Of Imperialism and Drinking Fountains: Student Activism and Everyday Politics in Brazil, 1955–90

Saturday, January 7, 2012: 12:10 PM
Old Town Room (Chicago Marriott Downtown)
Colin M. Snider, Stephen F. Austin State University
Throughout the latter half of the twentieth century, students were one of the most important political groups, often challenging governments and reshaping political, social, and cultural life in Brazil. A number of books in Portuguese and English have characterized students as one of the most radical groups in modern Brazilian history. While this portrayal is not inaccurate, its tendency to emphasize the radical language of student demands while overlooking the fact that student voices in this period were neither homogeneous nor consistent. Reforms that one generation of students could demand were labeled “imperialist” by another generation, only to be re-adopted by a later generation yet. It was not at all uncommon for students to find that their more extreme political views often bumped up against their daily experiences and desires as members. This paper looks at the ways students behaved on campuses and in society to understand the complex (and often contradictory) politics of daily life in Brazilian universities. I argue that students’ status as members of a respectable middle-class often led to contradictions between the official stances of student groups like the National Union of Students and students’ individual demands.

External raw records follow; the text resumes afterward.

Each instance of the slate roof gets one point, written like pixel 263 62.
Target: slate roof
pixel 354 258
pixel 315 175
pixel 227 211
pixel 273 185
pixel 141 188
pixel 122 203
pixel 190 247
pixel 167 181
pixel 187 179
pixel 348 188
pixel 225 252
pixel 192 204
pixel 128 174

This paper uses the Brazilian university system to understand how calls for educationl reform tempered more fiery anti-imperialist rhetoric in the late-1950s and 1960s, resulting in more nuanced struggles for social change in the 1970s. By focusing on issues of class, culture, social status, and material expectations among students, this paper allows us to better understand ways in which student politics and practices shaped and were shaped by the social, cultural, and political contingencies of quotidian life in Brazil in the twentieth century. Simultaneously, it allows us to expand our interpretation of student politics beyond passionate rhetoric towards an understanding of the quotidian as political.